Доктор Боб, как капитан, командует нами с помощью «Последних новостей», которые давно уже не новости, и тем более, последние. Он упрямо старается читать газету на иврите, расшифровывая каждое слово и каждую строчку, неделями читает одну газету, и теряет все новости. Доктор Боб остерегает нас: «Ребята, не высовывайте сильно головы перед египтянами». Почему это не высовывать голову? Как можно ловить рыбу, не высовывая головы? Есть соглашение о прекращении огня или нет его?
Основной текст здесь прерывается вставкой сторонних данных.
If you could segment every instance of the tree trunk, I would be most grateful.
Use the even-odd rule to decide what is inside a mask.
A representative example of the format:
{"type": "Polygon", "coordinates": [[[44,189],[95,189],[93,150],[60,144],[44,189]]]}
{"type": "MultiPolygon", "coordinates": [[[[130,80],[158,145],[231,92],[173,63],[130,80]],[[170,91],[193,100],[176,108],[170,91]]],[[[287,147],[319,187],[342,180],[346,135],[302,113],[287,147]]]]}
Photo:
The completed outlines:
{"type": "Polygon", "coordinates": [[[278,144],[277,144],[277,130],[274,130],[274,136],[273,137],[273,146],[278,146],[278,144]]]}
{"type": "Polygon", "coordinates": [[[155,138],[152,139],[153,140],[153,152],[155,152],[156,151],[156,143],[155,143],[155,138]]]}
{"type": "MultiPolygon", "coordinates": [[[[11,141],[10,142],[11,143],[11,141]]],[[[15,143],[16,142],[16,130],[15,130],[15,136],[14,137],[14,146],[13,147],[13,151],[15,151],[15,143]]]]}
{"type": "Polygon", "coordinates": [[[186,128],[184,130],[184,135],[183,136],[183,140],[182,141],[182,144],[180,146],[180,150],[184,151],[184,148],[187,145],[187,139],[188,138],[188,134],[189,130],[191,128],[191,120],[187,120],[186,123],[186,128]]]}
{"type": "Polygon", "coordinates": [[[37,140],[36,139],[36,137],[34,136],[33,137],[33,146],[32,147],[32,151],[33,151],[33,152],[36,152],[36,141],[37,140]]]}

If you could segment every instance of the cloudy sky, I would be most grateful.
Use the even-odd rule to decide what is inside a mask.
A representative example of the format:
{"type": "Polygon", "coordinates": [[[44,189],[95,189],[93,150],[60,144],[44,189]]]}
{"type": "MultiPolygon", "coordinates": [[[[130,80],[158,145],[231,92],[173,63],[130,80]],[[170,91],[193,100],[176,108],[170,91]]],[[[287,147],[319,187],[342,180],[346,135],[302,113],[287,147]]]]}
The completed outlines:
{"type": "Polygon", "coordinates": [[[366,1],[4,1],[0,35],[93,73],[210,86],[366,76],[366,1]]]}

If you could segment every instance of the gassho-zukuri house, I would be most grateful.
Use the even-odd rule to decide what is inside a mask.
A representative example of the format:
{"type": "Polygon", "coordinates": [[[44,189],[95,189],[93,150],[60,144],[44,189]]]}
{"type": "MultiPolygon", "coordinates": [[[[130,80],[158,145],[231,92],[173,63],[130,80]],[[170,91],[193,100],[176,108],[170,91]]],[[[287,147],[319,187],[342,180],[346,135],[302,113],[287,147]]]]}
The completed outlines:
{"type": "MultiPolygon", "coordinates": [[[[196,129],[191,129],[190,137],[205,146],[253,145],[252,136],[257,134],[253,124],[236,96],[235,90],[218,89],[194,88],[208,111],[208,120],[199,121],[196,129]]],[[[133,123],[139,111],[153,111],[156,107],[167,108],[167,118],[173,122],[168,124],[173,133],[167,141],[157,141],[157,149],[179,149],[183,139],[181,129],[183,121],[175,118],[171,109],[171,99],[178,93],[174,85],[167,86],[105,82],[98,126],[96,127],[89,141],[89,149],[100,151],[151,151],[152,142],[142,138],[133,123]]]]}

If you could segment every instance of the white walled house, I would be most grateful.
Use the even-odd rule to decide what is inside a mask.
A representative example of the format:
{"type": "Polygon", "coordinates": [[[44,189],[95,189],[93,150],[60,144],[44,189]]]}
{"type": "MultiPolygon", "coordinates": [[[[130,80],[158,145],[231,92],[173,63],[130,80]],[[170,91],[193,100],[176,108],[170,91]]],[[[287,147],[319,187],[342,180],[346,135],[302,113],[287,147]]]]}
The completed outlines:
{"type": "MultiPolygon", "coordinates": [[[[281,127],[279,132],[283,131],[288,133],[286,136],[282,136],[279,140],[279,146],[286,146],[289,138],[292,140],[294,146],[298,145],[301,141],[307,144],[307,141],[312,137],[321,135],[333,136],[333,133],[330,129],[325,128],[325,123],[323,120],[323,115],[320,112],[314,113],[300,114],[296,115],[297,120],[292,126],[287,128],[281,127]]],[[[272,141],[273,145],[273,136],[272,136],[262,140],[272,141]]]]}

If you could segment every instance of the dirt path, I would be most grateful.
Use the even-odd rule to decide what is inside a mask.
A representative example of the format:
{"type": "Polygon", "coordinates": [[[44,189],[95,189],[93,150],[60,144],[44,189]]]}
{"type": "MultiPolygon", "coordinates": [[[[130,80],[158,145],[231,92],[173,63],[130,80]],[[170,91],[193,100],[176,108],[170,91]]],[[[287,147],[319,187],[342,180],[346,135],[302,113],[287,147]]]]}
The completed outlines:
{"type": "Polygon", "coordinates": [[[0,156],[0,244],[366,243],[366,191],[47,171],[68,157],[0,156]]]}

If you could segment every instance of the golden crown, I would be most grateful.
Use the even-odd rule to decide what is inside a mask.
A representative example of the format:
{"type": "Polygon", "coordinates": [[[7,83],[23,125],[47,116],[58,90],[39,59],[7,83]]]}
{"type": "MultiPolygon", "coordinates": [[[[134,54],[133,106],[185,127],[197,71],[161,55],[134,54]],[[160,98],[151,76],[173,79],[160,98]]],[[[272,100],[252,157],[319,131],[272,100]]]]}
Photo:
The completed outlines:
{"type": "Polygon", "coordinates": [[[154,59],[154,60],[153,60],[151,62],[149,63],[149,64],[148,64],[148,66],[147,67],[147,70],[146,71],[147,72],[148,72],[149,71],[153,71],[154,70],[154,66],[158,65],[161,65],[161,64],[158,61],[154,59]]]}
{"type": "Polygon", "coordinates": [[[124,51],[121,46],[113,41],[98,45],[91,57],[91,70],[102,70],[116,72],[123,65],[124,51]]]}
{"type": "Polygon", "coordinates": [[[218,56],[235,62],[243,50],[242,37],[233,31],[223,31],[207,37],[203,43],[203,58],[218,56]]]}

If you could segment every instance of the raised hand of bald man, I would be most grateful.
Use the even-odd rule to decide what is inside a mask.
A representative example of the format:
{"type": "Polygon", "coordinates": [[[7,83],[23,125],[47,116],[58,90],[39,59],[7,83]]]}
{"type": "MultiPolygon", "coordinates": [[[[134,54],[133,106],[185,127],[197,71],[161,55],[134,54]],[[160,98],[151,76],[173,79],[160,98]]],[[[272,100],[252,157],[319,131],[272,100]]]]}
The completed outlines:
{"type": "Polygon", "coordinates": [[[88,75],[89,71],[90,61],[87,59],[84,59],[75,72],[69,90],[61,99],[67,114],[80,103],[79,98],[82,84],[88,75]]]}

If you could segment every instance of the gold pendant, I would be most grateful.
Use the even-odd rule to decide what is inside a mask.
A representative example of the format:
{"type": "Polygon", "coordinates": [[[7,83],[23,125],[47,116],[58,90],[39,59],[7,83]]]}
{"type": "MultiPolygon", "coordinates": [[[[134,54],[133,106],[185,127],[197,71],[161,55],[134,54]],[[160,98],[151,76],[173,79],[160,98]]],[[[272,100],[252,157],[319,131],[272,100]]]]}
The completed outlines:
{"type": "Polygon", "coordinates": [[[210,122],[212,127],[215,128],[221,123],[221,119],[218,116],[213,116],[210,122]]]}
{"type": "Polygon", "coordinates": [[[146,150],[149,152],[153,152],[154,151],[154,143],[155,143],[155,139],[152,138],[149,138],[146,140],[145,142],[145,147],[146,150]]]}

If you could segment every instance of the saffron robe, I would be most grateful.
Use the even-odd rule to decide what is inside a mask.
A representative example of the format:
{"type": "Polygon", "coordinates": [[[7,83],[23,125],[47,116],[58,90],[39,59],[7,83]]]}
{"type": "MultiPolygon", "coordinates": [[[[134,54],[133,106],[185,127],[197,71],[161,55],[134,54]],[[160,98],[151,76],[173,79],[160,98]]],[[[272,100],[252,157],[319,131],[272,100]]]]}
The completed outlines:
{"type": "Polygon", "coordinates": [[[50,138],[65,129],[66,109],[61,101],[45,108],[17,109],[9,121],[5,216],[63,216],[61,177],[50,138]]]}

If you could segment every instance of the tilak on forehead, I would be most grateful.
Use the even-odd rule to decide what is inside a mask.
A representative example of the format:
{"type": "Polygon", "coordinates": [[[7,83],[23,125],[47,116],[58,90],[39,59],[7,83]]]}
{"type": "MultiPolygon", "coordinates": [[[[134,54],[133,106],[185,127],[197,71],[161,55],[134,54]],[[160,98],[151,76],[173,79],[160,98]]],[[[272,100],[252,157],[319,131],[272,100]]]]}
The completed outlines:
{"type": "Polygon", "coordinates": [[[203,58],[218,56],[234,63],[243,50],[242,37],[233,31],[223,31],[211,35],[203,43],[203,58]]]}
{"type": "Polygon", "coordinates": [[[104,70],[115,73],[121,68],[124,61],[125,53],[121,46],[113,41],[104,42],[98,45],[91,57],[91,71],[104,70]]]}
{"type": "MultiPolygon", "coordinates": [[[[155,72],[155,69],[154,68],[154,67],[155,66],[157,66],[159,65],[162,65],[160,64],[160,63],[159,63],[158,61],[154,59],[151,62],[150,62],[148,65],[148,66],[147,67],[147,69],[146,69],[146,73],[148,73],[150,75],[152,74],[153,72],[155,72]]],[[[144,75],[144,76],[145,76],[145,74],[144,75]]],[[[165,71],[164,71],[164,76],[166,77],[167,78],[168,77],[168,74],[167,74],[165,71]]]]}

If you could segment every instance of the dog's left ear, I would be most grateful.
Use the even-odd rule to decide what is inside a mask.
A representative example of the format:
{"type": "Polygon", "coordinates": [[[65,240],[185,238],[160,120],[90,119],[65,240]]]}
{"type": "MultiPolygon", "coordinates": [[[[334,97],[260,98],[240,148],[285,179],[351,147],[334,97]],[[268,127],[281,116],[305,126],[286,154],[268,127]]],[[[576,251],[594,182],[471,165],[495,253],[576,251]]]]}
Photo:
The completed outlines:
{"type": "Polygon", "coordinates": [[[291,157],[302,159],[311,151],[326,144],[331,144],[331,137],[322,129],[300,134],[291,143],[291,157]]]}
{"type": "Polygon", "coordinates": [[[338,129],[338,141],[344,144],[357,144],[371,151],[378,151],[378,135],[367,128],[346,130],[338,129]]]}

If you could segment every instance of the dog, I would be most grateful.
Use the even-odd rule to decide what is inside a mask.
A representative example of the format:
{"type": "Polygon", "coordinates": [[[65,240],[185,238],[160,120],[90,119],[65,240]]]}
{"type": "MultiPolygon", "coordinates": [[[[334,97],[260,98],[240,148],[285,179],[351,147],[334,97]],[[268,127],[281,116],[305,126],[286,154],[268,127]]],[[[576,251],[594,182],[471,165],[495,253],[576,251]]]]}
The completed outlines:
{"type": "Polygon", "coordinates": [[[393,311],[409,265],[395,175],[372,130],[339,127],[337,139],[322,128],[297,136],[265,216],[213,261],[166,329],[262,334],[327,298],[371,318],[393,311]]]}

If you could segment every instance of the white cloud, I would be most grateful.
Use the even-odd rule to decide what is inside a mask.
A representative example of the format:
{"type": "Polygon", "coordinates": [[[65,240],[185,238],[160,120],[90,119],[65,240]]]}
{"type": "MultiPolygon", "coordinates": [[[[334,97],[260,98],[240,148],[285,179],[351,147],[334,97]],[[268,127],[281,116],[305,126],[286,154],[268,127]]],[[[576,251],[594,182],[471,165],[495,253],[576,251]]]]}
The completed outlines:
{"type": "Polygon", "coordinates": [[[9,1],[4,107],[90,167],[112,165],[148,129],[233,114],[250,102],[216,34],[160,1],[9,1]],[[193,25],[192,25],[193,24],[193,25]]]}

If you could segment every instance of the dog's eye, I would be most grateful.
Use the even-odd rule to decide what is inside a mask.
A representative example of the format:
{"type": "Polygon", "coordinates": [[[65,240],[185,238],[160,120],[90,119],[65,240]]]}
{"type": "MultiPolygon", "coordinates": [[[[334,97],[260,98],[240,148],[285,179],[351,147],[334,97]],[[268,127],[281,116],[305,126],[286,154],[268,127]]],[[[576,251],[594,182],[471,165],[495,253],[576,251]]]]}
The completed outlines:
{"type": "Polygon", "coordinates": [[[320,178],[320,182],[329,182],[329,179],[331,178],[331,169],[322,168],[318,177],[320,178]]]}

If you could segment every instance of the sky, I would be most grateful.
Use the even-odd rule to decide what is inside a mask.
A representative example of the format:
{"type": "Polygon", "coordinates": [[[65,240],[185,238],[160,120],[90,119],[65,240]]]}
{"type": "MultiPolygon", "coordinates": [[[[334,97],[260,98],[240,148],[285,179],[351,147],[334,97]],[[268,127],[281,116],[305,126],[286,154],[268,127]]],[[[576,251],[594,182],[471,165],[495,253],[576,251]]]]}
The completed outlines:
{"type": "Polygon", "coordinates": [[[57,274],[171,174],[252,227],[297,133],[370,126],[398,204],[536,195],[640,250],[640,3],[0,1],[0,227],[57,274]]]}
Недавно приезжал к нам важный генерал и сказал, что мы – последнее поколение, которого коснулось война. Тогда даже командир Дубик успокоился на неделю, но затем снова вернулся к своим мрачным отчетам. И вообще, нечего беспокоиться. Но по лицу доктора Боба видно, что он обеспокоен. Вся его тревога связана с Яривом Кугельманом, который погиб. Ярив гулял в свое удовольствие по насыпи, египетский снайпер прицелился в свое удовольствие, и Ярив упал мертвым. Но это произошло месяц назад, и не в нашем укреплении. Виноваты ли мы, что у доктора Боба есть свои личные принципы в отношении мертвых? Когда доктор Боб отлучается в короткий отпуск, он посещает вдов и матерей погибших в «Войне на истощение» и после нее. Когда мы сидим в буфете военной лавки в Рафидиме за столами, едим, пьем, разговариваем, имя доктора Боба слышно за всеми столами. Кто-то рассказывает о знакомой вдове, и доктор Боб тоже пил у нее кофе. Другой говорит, что тоже с ней знаком, присоединяется третий, и многие знакомы с вдовами. Так что? Если доктор помнит о мертвых, мы не пойдем ловить рыбу? Я – офицер в форме и выступаю против доктора Боба, несмотря на то, что очень его люблю, и даю окончательный приказ: «Вперед!»
С высоты насыпи я оглядываюсь назад, на рампу. Доктор Боб сидит в одиночестве – гигант, уменьшившийся до точки. И тут приходит мне глупая мысль: танки увели с рампы, чтобы дать место доктору Бобу. Он машет нам газетой, и я кричу: «Вперед по склону!»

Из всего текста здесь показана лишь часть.